To gather better moonlight data, researchers need two things: a clear view of the Moon with minimum interference from the atmosphere, and physical access to the detectors for frequent calibrations.
How to Catch a Moonbeam
Using NASA's high-altitude ER-2 plane, the NIST team measured moonlight across the entire visible spectrum of light and into the near-infrared spectrum too, from about 380 nanometers (the bluest light our eyes can see) to 1,000 nanometers (redder than our eyes can see). Each bandwidth they measured was extremely narrow -- only a few nanometers wide.
The ER-2 is designed to take scientific equipment above most of the atmosphere for observations lasting hours at a time. Inside the tiny cockpit is room for a single pilot in a space suit. NIST's research equipment is stored in a long container beneath one of the plane's wings. An opening at the top of this pod gives the telescope and camera a clear view of the Moon.
Scientists who want to use the plane's services have to build instruments that meet stringent weight and size specifications -- a challenge for the NIST team.
"It was a lot more engineering than we had anticipated," Woodward said. "At 70,000 feet, there's very little atmospheric pressure. And it's about -60 degrees C, so it's very cold."
In particular, they had to create a temperature- and pressure-controlled container for their data acquisition system, which cannot usually function at such high altitudes.
Weighing about 225 kilograms (approximately 500 pounds) in total, NIST's equipment includes a telescope to collect the moonlight, a camera used to locate the Moon, and an LED light source used to check that the system remains calibrated during the time it takes for the plane to get up to altitude.

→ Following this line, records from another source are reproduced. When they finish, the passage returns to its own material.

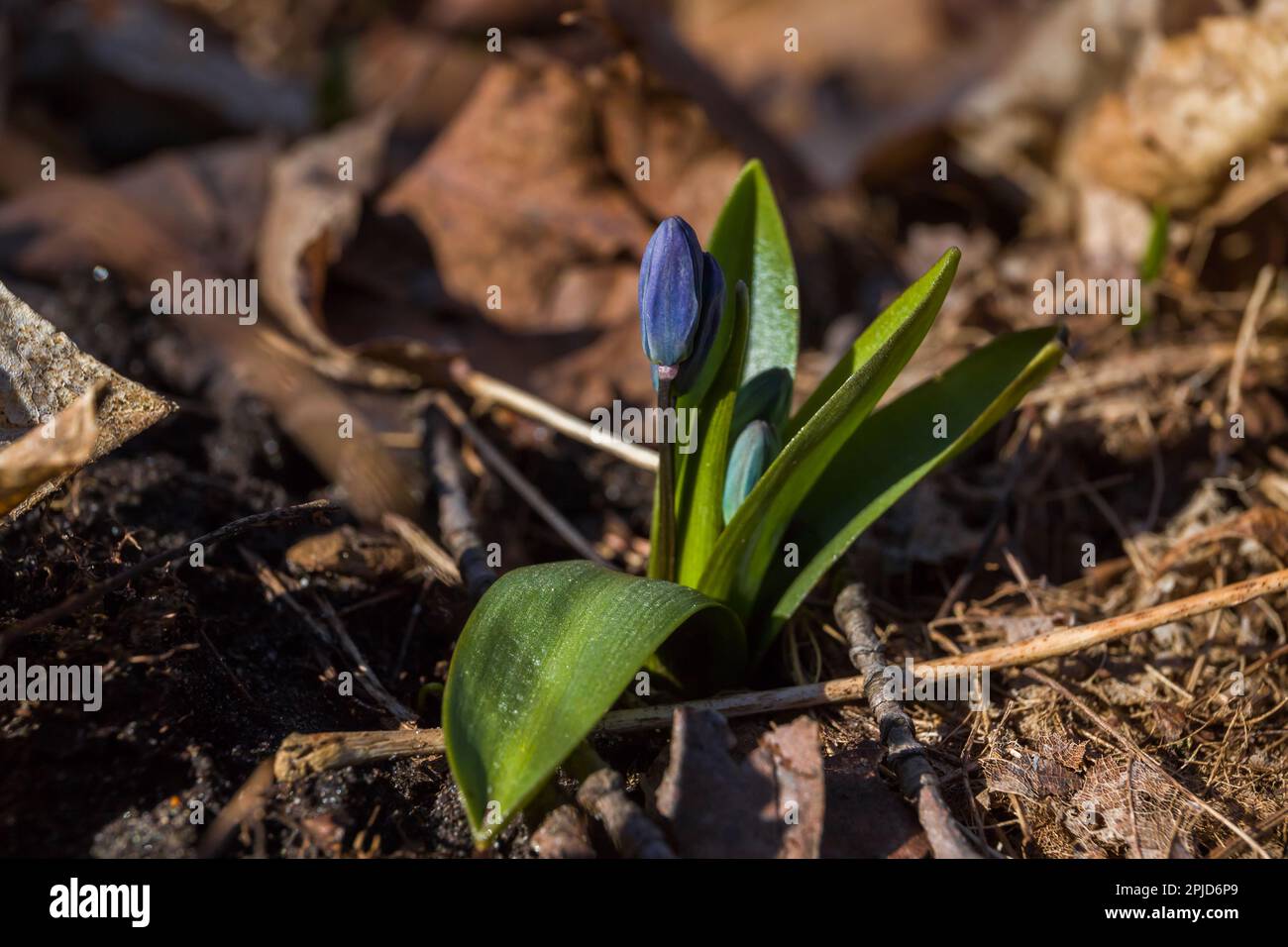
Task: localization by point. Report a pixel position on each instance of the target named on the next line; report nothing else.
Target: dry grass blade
(43, 375)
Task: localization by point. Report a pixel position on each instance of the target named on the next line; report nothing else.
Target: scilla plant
(742, 528)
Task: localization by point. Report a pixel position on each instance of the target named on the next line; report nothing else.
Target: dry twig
(917, 776)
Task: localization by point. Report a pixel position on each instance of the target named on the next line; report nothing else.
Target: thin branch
(437, 560)
(455, 521)
(915, 775)
(98, 590)
(334, 634)
(1245, 338)
(518, 482)
(848, 689)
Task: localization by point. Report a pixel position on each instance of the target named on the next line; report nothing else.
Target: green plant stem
(665, 489)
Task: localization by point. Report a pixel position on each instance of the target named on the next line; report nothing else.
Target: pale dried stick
(1245, 338)
(455, 521)
(1070, 639)
(848, 689)
(437, 560)
(518, 482)
(485, 388)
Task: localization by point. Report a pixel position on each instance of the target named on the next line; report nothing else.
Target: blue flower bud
(671, 294)
(750, 458)
(708, 324)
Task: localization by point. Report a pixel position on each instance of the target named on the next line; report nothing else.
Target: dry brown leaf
(514, 196)
(43, 377)
(52, 450)
(310, 214)
(1194, 102)
(76, 223)
(194, 210)
(1128, 806)
(866, 818)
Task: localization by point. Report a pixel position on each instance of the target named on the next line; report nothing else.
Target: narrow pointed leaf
(751, 540)
(545, 654)
(702, 483)
(892, 451)
(750, 244)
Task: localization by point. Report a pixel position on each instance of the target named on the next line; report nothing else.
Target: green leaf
(700, 476)
(893, 450)
(750, 244)
(750, 543)
(545, 654)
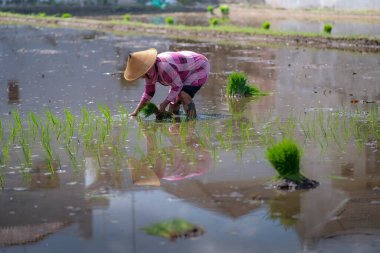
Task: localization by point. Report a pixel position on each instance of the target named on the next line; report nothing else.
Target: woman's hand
(134, 113)
(163, 105)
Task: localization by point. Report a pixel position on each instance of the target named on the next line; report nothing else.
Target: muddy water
(340, 27)
(103, 206)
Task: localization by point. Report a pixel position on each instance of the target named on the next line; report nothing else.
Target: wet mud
(210, 172)
(214, 36)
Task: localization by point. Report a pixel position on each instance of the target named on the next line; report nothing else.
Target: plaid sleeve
(171, 77)
(150, 89)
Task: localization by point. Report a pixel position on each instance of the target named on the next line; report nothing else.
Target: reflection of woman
(184, 158)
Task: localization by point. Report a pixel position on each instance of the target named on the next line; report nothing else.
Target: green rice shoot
(149, 109)
(238, 86)
(327, 28)
(266, 25)
(285, 157)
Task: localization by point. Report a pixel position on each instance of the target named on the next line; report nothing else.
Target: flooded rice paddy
(284, 24)
(81, 176)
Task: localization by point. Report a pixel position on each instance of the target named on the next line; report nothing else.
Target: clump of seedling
(66, 15)
(224, 9)
(214, 21)
(285, 157)
(238, 86)
(127, 17)
(327, 28)
(169, 20)
(150, 109)
(266, 25)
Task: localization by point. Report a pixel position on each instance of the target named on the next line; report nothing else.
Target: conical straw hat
(139, 63)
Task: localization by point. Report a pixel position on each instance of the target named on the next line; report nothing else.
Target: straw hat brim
(139, 64)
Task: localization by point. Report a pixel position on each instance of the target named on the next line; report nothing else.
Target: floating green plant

The key to keeping uncertainties on these measurements as low as possible comes from the researchers' easy access to the apparatus directly before and after its flight, Woodward said. Just before takeoff and just after landing, the team calibrates the equipment on the ground, using a stable source of light that has already been well characterized. This kind of pre- and post-flight testing wouldn't be possible if the researchers tried to collect the information with a satellite launched into space.
The results from the November flights should be "of significant use to the satellite calibration community," said NIST physicist Stephen Maxwell. In addition, the data will help the NIST team prepare for another moonlight-collection experiment.

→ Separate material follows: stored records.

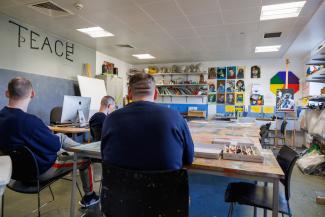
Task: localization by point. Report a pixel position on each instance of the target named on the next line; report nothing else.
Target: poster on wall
(212, 74)
(241, 72)
(212, 98)
(221, 98)
(239, 99)
(230, 86)
(257, 99)
(231, 72)
(212, 86)
(285, 100)
(230, 99)
(221, 73)
(221, 86)
(240, 86)
(255, 72)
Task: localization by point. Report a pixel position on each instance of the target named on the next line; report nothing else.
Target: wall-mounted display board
(230, 88)
(278, 81)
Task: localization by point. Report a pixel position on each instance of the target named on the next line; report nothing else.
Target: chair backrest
(55, 116)
(283, 126)
(24, 164)
(131, 193)
(287, 159)
(96, 133)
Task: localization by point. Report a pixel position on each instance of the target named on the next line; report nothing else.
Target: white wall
(123, 67)
(269, 67)
(41, 62)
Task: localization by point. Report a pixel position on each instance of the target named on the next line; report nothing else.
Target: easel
(285, 118)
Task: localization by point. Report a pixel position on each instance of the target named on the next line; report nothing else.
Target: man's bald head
(142, 85)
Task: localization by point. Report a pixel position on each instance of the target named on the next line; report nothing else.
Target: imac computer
(75, 110)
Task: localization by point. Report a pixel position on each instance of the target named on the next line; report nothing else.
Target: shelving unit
(163, 85)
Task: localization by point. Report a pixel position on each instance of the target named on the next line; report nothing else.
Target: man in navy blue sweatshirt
(144, 135)
(18, 128)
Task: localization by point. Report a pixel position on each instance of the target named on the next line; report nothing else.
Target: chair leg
(51, 193)
(39, 203)
(230, 210)
(2, 205)
(79, 190)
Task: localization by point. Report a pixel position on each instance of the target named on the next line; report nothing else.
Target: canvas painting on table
(285, 100)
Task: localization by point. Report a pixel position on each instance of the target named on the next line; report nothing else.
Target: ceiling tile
(241, 15)
(235, 4)
(209, 19)
(194, 7)
(181, 33)
(163, 9)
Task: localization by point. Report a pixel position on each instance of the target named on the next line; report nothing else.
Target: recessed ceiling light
(144, 56)
(279, 11)
(95, 32)
(262, 49)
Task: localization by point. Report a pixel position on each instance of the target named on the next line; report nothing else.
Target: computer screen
(71, 106)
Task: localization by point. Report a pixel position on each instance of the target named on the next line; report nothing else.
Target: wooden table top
(268, 169)
(69, 129)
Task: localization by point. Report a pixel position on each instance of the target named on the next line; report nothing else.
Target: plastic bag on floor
(311, 162)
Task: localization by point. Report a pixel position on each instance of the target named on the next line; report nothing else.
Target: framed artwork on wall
(231, 72)
(255, 72)
(221, 73)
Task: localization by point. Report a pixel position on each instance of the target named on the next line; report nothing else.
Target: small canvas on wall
(285, 100)
(240, 86)
(255, 72)
(212, 98)
(230, 86)
(221, 86)
(221, 98)
(231, 72)
(230, 98)
(212, 74)
(221, 73)
(241, 72)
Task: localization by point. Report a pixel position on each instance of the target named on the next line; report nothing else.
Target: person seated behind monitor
(144, 135)
(18, 128)
(107, 106)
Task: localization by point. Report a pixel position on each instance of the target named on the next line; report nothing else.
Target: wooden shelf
(181, 73)
(167, 85)
(165, 95)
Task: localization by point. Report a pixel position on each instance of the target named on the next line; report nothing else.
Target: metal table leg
(74, 183)
(275, 198)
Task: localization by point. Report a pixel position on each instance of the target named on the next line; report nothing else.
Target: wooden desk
(5, 175)
(69, 129)
(269, 171)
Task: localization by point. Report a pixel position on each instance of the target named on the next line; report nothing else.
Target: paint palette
(242, 152)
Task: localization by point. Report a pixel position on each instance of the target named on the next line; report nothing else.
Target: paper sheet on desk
(95, 146)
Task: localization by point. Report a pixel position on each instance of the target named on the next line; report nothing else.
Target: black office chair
(95, 132)
(55, 116)
(262, 196)
(25, 175)
(130, 193)
(281, 134)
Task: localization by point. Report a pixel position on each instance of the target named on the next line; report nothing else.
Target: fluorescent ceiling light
(262, 49)
(95, 32)
(279, 11)
(144, 56)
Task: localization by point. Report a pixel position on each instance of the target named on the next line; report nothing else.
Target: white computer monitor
(75, 109)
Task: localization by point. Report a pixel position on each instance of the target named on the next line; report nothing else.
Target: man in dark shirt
(144, 135)
(18, 128)
(107, 106)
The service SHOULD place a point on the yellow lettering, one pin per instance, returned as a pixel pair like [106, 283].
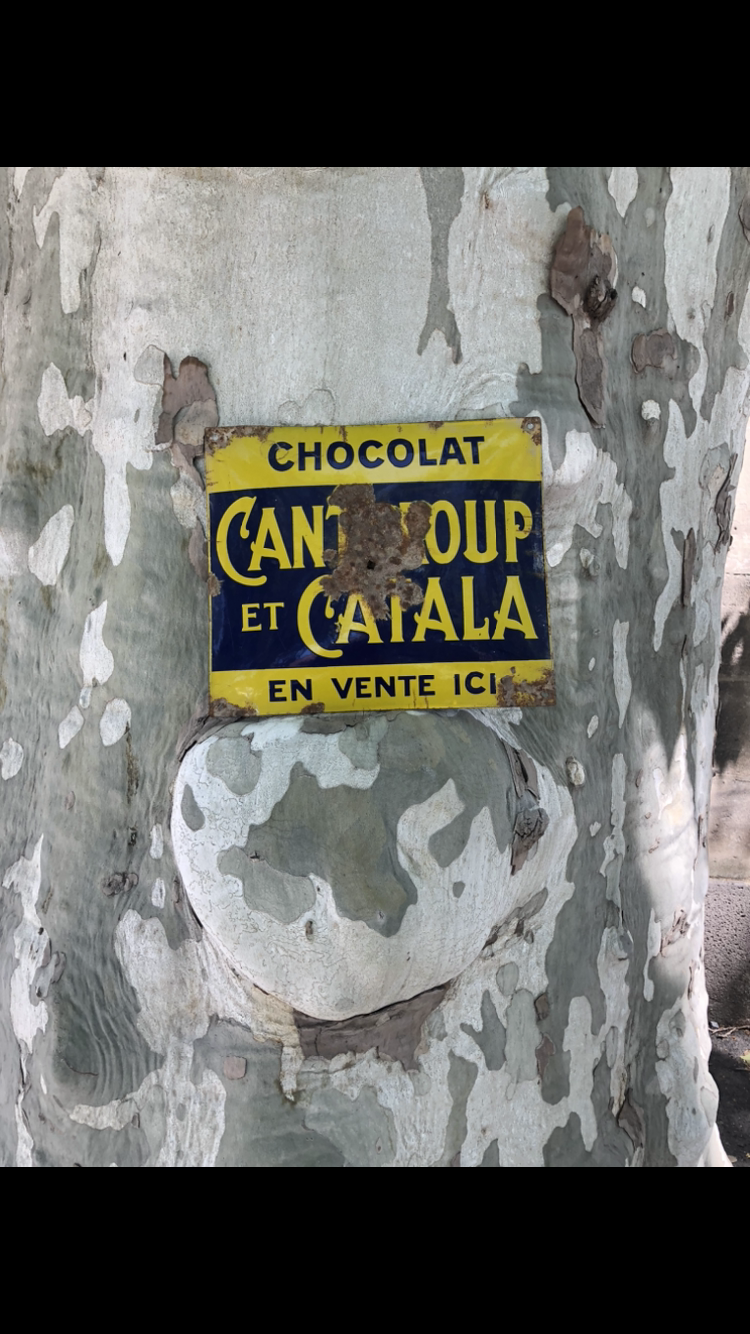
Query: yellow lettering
[514, 596]
[366, 626]
[303, 611]
[268, 530]
[334, 511]
[515, 510]
[397, 622]
[481, 558]
[443, 558]
[435, 602]
[243, 506]
[470, 628]
[307, 535]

Before starting the air-LUSI project, NIST researchers had developed a method to characterize the atmosphere each night, so that it could essentially be subtracted from ground-based measurements. The team is planning to use this method in a moonlight-collection experiment at the Mauna Loa Observatory in Hawaii, at a site about 3,400 meters (11,150 feet) high.
Although a ground-based experiment has many advantages, including longer viewing periods and easier access to equipment, the Mauna Loa system will still need to peer through dozens of kilometers (hundreds of thousands of feet) of moonlight spectrum-distorting atmosphere.
"The Mauna Loa Observatory is one of the best atmosphere sites that you can observe from," Woodward said. "But that left the question: Could we get rid of the atmosphere entirely?" Collecting moonlight from above most of the atmosphere will help researchers refine the model they will use for the Mauna Loa experiment.
"The data we collected this month looks really nice," Woodward said. "The whole team has done a great job getting this instrument to fly, and the ER-2 team at Armstrong has been a great partner in making this a success."